À Mme Vivette LOPEZ, Mme Raja RABIA a répondu que l’ambassade de France restait en prise avec la jeunesse et la société civile soudanaises. Elle soutenait plusieurs étudiants soudanais en France. Neuf représentants de la société civile soudanaise étaient présents au Sommet Afrique-France de Montpellier, le 8 octobre dernier. Des journalistes soudanais et des défenseurs des droits de l’Homme ont également été invités en France. Les Soudanais ne sont pas interdits de voyage et peuvent se déplacer en France et en Europe.

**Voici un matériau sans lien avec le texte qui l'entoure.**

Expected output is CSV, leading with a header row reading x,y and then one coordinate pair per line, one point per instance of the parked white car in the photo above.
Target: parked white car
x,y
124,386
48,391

En réponse à des questions de MM. Olivier CIGOLOTTI, président délégué pour Djibouti, et Hugues SAURY, président délégué pour le Soudan, Mme Raja RABIA a rappelé que le Soudan avait, dans le passé, constitué une terre d’accueil pour certains terroristes célèbres tels que Carlos et Ben Laden. Cette époque est révolue. Le Soudan dispose d’excellents services de renseignement qui savent ce qui se passe sur le terrain, dans les villes en particulier. Des cellules terroristes avaient été démantelées en septembre dernier. Le régime militaire considérait que les manifestations actuelles étaient manipulées par le Parti communiste, qui attire les élites intellectuelles de Khartoum, et des activités extrêmes. Un général de police a été poignardé lors de ces manifestations. Dans le contexte actuel, de nombreux groupes armés sont présents au Soudan, mais sont d’origine très diverse, provenant notamment du Darfour et du Sud Soudan.

La communauté française au Soudan comprenait 220 personnes, dont la moitié d’expatriés et l’autre moitié de binationaux, 95 % vivant dans la capitale. Elle n’est pas inquiétée par les manifestations, et reste en contact étroit avec les services de l’ambassade. Des événements consolidant la relation bilatérale, avec la société civile, sont prévus : la création d’un club d’affaires, celle d’un club d’Alumni et, enfin, le musée du Louvre a programmé, à partir du 27 avril prochain, une exposition sur les trésors archéologiques du Soudan.